In contrast, the risk of adding a new application in the ideal Unix environment - big, central, processors with smart displays - is trivial; and the cost of doing things like creating a container for users who want "the database" as it was last February 19th at 10:00AM please, is, like its performance impact, essentially zero.

From a grunt's perspective the key operational difference is that, with with Windows you spend most of your time keeping things working -but, with Unix you set systems up to work and trust that they do, thus freeing yourself to spend most of your time, not in futzing with the system, but as the human facilitator in the system's interface to users.

As a manager the big difference between Unix and traditional data processing gets expressed most clearly in the default response to user originated change requests. With zOS (and now Wintel) the risks, and costs, of change are so high that the right answer is almost always "no" - and shunting persistent requesters into the budget process is an appropriate learned reflex because it works to provide both budget growth and time.

In contrast, Unix costs and risks are so low that the right answer is almost always to simply say "yes" and move directly to the how and when.

This difference has a major organizational consequence with respect to role separation. When Finance spun out data processing in the 1920s, role separation naturally came along - and is still embedded in the CoBIT/ISACA data center operational standard. Unix, however, came from the science side and has no evolutionary history to justify any of this - meaning that the right thing to do is to wear a suit and a bland look in meetings with your auditors, but actually cross train everyone to do just about everything while leaving within team assignments for team members to sort out among themselves.

In practice, of course, you see rigid role separation applied to Unix, but this is almost always the result of organizational evolution and the decision making roles played by people whose assumptions reflect Finance, audit, or data processing backgrounds. In general what happens in those cases is that Unix gets used as a cheaper something else - and that can work, but doesn't take advantage of the technology's real strengths.

Most IT executives find it extraordinarily difficult to accept that you get the best results with Unix by cross training your people, freeing them to make their own operational decisions, and centralizing processing while distributing real functional control to people working one on one with users; but this is the only known route to making corporate IT what it should be: a cheap, fast, and "nervous system" for the business.

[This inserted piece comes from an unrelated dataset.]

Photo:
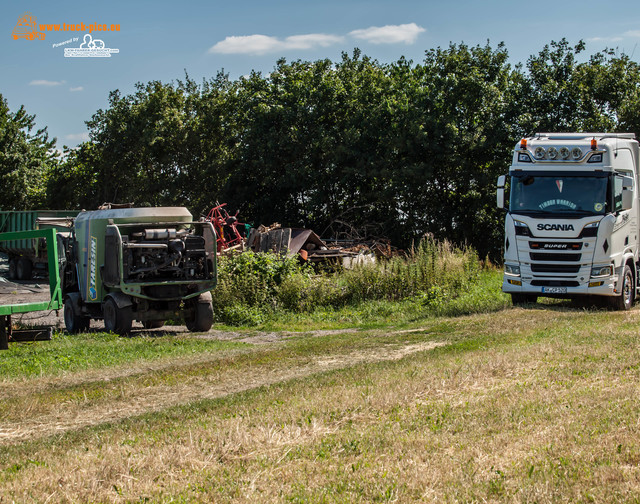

As I say in defen, the difference is that between management and leadership. With management you organize to get a known job done in repeatable, controllable, ways -and that's the right way to address something like printing customer loading reports for a railway in the 1920s: you train people to operate each machine, put someone in charge of each line, yell "go" at the right moment, and then wander around ensuring that each batch gets handled "by the book" by exactly (and only) the right people at each stage from keypunch to print distribution.

With IT, however, the job changes daily and you need leadership: the process of focusing more brains on goals; not management: the process of organizing hands to execute well understood processes. Thus the very basis of applying data processing methods, whether with zOS or Windows, is antithetical to the IT job - and therefore to Unix as a tool for doing the IT job. Basically, most corporate data processing is organized and equipped to pound square pegs into round holes - and thus the amazing thing about them isn't that they constrain organizational change while costing too far too much and doing far too little, it's that they work at all.


Paul Murphy wrote and published The Unix Guide to Defenestration. Murphy is a 25-year veteran of the I.T. consulting industry, specializing in Unix and Unix-related management issues.